Input devices for 3D VR environments are special (you can’t just use a mouse) and you have to think about Degrees of Freedom (DOF), e.g. the ways an object can move within a space. There are 6 DOF in a 3D space which can be divided in 2 categories: translational (left/right, forward/backward, up/down) and rotational (pitch, yaw, roll) movements. You have also to distinguish between position and orientation and know about relative and absolute DOF – absolute positioning devices use a direct mapping between control space and virtual space.
There are different tracking systems for VR: Mechanical tracking (can’t be used for walk-around VR applications), electromagnetic tracking (also with range limitations), ultrasonic & inertial tracking (components gyroscopes and accelerometers), optical tracking (became popular for motion capturing in Hollywood movies).
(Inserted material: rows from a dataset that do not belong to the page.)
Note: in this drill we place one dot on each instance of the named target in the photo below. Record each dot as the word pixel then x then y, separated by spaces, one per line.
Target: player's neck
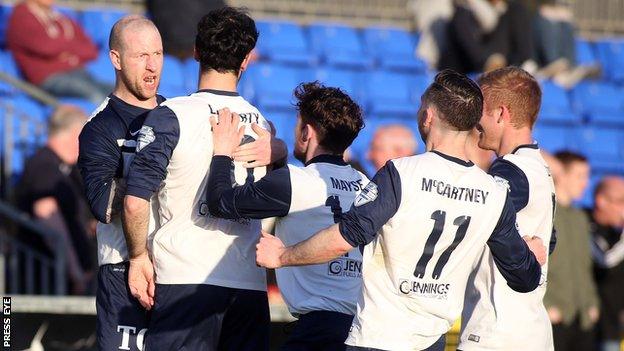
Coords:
pixel 124 94
pixel 218 81
pixel 512 138
pixel 452 143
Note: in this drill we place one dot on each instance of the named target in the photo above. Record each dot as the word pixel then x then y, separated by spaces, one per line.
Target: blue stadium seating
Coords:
pixel 392 94
pixel 98 23
pixel 604 146
pixel 393 48
pixel 339 45
pixel 554 138
pixel 101 68
pixel 284 42
pixel 597 97
pixel 556 106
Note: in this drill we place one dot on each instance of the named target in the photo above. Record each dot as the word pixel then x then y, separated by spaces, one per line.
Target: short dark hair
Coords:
pixel 516 89
pixel 224 37
pixel 567 157
pixel 334 115
pixel 457 98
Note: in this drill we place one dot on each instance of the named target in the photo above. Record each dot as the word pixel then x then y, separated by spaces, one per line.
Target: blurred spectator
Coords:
pixel 608 252
pixel 179 35
pixel 51 50
pixel 571 298
pixel 485 35
pixel 51 191
pixel 390 142
pixel 480 157
pixel 554 44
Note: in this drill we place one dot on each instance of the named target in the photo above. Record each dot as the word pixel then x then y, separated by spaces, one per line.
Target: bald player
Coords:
pixel 390 142
pixel 107 146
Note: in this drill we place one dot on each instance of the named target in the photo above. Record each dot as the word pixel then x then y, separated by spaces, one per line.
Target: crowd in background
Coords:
pixel 585 296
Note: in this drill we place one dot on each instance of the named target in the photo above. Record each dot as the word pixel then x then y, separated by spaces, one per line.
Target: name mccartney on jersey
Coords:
pixel 453 192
The least expensive way to do VR is with smartphones but that doesn’t allow for positional tracking (only the head orientation is tracked).

The course section „selection and manipulation“ was easier to follow for me because of personal experiences with VR. Selection means the option of picking one of many objects in VR, manipulation means the action afterwards which modifies an object or makes changes to the virtual world. Both depend heavily on the capabilities of the interaction device which is used.
Important for effective selections are: how far away is the object? what size is the object? the density of objects (and are there obstacles) around the object which shall be selected? the accuracy of the tracking device?
Manipulation of VR objects can mean positioning them (moving them around) or rotating them – in the real world we are used to 6 DOF, but few controllers are able to do that.
Selection and manipulation interaction techniques for VR can be isomorphic (mimic the real world) or non-isomorphic („magic“ – not limited to laws of physics but therefore might not be intuitive). There is also the distinction between egocentric (user is at the centre, real hand = virtual hand, Go-Go technique, Laser pointer or Flashlight technique etc.) and exocentric (world in miniature approach, voodoo doll approach etc.) interaction methods. As low-cost VR solutions like smartphone & Cardboard don’t have controllers, selection and manipulation track the user’s head direction – the head gaze typically controls a cursor in the center of the screen and via head movement the cursor can be moved to select a predefined object. Manipulation often is simply done by hovering the cursor over an object for a certain amount of time (2 seconds or so) which then triggers an action. Hand gestures would be the most natural way to interact in VR (devices like Leap Motion or Microsoft Kinect which can detect finger pinches), but there is still the issue of not providing haptic feedback when touching an object.

This covers my impressions of week 1 to week 3; hopefully there are no big mistakes in my notes.